Keywords: In vivo, portable, X-ray fluorescence
Introduction
Despite strict standards for lead (Pb) use in many countries, childhood Pb poisoning remains a worldwide issue. This problem is more prevalent in heavily industrialized areas. China, in particular, presents unique exposure issues: pollution, alternative medicines with large amounts of Pb used to treat various diseases and ever-increasing consumer and industrial usage of Pb-containing products. The risk of Pb exposure to children has been well documented (Fadrowski et al., 2010; Wang et al., 2012). Recent studies show that Pb exposure results in significant decline in intellectual ability even at low-levels, and that the Pb associated intellectual decrement was steeper at low blood Pb levels than at higher blood Pb levels (Canfield et al., 2003; Jusko et al., 2008; Lanphear et al., 2005).
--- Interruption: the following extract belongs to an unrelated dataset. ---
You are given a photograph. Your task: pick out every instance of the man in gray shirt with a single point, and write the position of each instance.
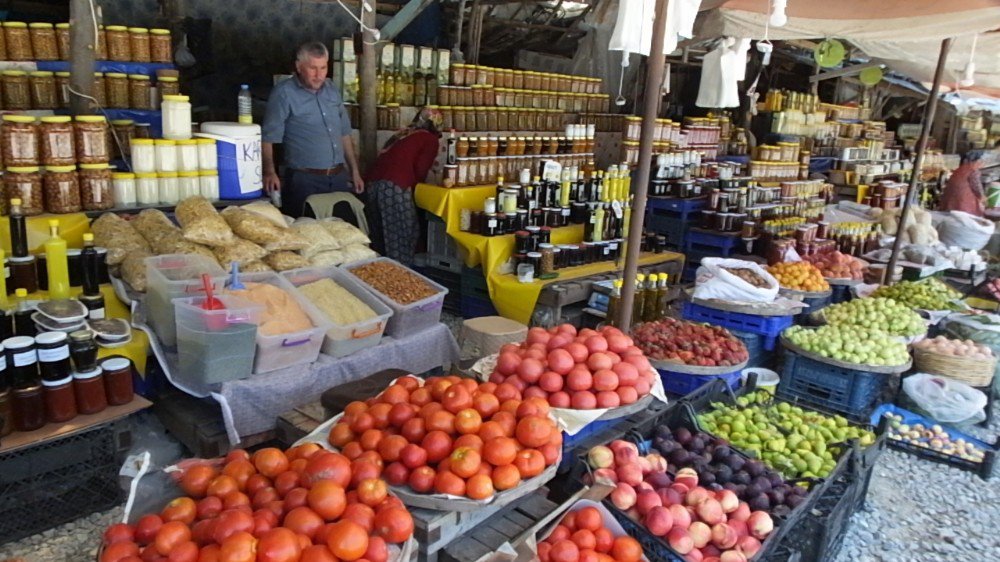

These studies use blood Pb as a biomarker, which assesses recent exposure and has a half-life of about 1 month (Leggett, 1993). Bone Pb, which has a half-life of years to decades, serves as a cumulative biomarker (Rabinowitz, 1991). Cd-109 based K-shell X-ray fluorescence (KXRF) has been used to study bone Pb for over two decades, but not many studies have been performed on children using a bone Pb biomarker, and the studies that do exist have a relatively high uncertainty and were not able to detect bone Pb in most of the subjects due to the high uncertainty of the conventional bone Pb measurement system (Behinaein et al., 2014; Nie et al., 2011b). There is a significant gap in understanding children’s bone Pb measurements and their relationship to blood Pb, as well as the usefulness of bone Pb as a biomarker for Pb exposure and toxicity among children, which are addressed in this paper. The purposes of this study are: (1) to measure bone Pb concentration in a pediatric population; (2) to assess the usefulness of bone Pb as a biomarker for children; (3) to validate the use of portable XRF for bone Pb measurement among children and (4) to explore bone and blood Pb biokinetics in children.
Materials and methods
Study population
The study participants were Pb-exposed children and controls recruited through Xinhua Hospital, Shanghai Jiaotong University, China. The Pb-exposed group was recruited from children who were diagnosed as Pb poisoned with blood Pb levels >25 µg/dl. Some of these children had already undergone multiple treatments prior to our first measurements. The controls were recruited from children who visited the clinic for non-Pb-related diseases. The parents of the subjects completed a questionnaire, and the subjects had their blood samples taken, and their bone measured for Pb concentration using an advanced cloverleaf Cd-109 KXRF as well as a portable X-ray fluorescence (XRF) system. Blood Pb was also measured for these children. Some of the Pb-exposed children were treated using ethylenediaminetetraacetic acid (EDTA) chelation.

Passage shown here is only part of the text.